On the other hand, Thomas Cooper’s ‘Storm Drain Bob’ and Billy Middleton’s ‘Trolls’ are both quiet stories that build to a disturbing finish. The sense of menace in Cooper’s story pivots about a one-line paragraph: ‘One day Storm Drain Bob asks, “Hey, kid, ever seen a pussy?”’ The threat he represents at the end is made all the more chilling by the gap between what the boy thinks of him and what the reader can infer from his behaviour throughout the story. Middleton’s piece, at more than 6000 words, is the longest in this issue, but it gives him space to flesh out the fraught father-son relationship between Peter and Ralph, into which their young neighbour (and the horn on his head) intrudes like a thorn. The story’s ending is then surprising and disquieting in equal measure.
In the poetry section, prose poetry nestles comfortably alongside more conventional-looking stanzas, with the majority of poets having submitted extracts from sequences. Laurel Blossom’s selections from her current project The Longitude Problem, a companion to her earlier Degrees of Latitude, provide snapshots of a woman’s life, revealing just enough to make you want to read the poems within the context of a full collection. Donora Hillard’s series of poems, in her own words, ‘is about desire’, written when she moved in with her fiancé. Poems like ‘Champ’ (‘Give me a composition theorist / who wants to drip habanero-laced / honey across my torso’) or ‘The Night Before the Wedding’ (‘You fondled / God a little’) do not shy away from the sensuality of relationships.
Yet it is Tim Tomlinson, whose contributions happen to be the only ones not linked as part of some larger sequence, who delivers the standout poem of Issue 29. ‘Fuck the Troops’ is a blistering indictment of (to borrow Tomlinson’s words) ‘hypocrites [who] use the troops as an excuse to advance hideous, hateful agendas that are actually harmful to the troops and other living things’. His is a decidedly disenchanted, but ultimately, honest perspective:
what do I give a shit about the troops? Or
the heroes, or the first goddamn responders?

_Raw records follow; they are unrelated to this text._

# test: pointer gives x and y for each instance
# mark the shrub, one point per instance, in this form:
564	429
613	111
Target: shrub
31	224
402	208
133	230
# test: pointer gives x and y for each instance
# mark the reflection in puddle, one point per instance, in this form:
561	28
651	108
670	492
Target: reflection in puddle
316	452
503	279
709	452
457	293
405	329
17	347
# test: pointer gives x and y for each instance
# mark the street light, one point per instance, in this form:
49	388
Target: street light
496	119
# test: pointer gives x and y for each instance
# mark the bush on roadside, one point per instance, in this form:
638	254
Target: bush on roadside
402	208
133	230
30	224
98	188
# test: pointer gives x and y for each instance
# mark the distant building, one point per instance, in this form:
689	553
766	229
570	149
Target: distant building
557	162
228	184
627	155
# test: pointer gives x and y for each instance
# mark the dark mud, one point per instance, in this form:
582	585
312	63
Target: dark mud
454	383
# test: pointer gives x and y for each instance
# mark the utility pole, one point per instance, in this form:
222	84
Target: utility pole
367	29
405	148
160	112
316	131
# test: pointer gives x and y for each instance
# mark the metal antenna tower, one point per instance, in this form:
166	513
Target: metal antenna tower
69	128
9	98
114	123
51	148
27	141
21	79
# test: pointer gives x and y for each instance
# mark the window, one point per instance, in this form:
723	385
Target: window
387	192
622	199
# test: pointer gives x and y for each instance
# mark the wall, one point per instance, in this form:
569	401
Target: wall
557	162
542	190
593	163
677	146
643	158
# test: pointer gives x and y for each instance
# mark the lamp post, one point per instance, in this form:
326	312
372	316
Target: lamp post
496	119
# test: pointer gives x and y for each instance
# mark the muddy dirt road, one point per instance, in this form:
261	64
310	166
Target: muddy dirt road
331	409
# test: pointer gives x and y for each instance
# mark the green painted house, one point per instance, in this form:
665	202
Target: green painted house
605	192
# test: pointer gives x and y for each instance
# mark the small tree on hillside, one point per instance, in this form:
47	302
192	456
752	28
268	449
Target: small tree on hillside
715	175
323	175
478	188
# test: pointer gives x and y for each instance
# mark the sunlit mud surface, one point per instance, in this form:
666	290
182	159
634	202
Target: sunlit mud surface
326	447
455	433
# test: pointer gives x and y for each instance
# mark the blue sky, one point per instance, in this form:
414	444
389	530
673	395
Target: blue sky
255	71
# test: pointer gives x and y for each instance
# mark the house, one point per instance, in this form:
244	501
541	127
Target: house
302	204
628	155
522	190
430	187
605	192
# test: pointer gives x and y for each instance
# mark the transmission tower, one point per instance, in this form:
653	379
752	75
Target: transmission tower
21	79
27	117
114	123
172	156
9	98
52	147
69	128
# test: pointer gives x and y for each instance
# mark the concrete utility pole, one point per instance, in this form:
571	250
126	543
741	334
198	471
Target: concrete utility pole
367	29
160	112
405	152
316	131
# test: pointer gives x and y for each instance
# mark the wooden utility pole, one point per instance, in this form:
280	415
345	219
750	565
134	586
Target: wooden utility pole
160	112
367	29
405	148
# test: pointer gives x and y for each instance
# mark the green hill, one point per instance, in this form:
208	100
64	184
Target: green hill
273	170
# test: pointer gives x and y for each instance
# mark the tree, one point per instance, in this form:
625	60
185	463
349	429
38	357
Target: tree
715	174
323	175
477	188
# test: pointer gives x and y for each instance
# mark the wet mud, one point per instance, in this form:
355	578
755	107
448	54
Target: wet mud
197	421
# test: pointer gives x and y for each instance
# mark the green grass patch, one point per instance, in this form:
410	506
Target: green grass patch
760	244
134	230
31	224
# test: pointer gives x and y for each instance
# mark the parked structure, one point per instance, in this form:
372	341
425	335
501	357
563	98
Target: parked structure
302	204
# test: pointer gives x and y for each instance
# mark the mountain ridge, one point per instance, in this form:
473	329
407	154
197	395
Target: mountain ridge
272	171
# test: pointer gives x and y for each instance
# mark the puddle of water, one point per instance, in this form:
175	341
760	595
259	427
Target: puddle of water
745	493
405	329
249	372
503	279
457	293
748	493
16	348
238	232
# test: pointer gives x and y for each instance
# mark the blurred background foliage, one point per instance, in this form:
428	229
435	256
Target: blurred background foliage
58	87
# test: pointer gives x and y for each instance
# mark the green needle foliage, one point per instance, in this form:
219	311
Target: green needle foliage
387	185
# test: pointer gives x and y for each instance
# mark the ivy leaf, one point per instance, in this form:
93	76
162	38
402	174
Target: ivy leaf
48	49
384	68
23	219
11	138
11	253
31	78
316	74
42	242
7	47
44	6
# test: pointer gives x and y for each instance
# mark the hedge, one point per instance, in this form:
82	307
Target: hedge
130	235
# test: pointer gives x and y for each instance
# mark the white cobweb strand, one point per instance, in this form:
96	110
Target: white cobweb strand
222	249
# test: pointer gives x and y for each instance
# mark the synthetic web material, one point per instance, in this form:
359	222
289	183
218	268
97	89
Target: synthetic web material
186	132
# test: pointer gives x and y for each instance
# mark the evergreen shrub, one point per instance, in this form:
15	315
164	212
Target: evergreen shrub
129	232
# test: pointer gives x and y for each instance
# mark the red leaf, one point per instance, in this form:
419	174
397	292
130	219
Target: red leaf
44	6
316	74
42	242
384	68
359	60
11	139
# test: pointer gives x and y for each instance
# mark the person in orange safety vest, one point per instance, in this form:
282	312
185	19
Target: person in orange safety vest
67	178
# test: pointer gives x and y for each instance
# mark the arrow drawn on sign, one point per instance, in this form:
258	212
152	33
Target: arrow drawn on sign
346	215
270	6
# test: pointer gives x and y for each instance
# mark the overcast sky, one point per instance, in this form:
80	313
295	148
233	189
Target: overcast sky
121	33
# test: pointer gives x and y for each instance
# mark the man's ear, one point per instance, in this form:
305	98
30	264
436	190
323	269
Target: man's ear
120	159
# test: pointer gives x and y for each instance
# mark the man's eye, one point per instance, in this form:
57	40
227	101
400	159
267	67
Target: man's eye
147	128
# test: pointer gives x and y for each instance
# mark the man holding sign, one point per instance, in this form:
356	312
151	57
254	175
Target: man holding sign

Fuck them all. Or put it another way: care
for them as much
as Washington does, and here I’m not talking
about the generals.
Let’s care for them as much as
of Defense cares, or as much as both houses
of congress care, as much as the Teabaggers
care about them or me and my goddamn nails,
On the whole, I would say there is more to like than not about FRiGG Issue 29. While not all of the pieces might appeal to everyone (like how I still cannot bring myself to enjoy Daphne Buter’s postmodern ‘Hell Dogs’), the fiction will appeal to those who like their writing slightly dark and offbeat, while the variety of poetic modes showcased also means there should be something for everyone in that section, while EnoaraF’s intriguing graphics certainly give this online magazine a slight edge compared to others that offer up just plain words on a screen.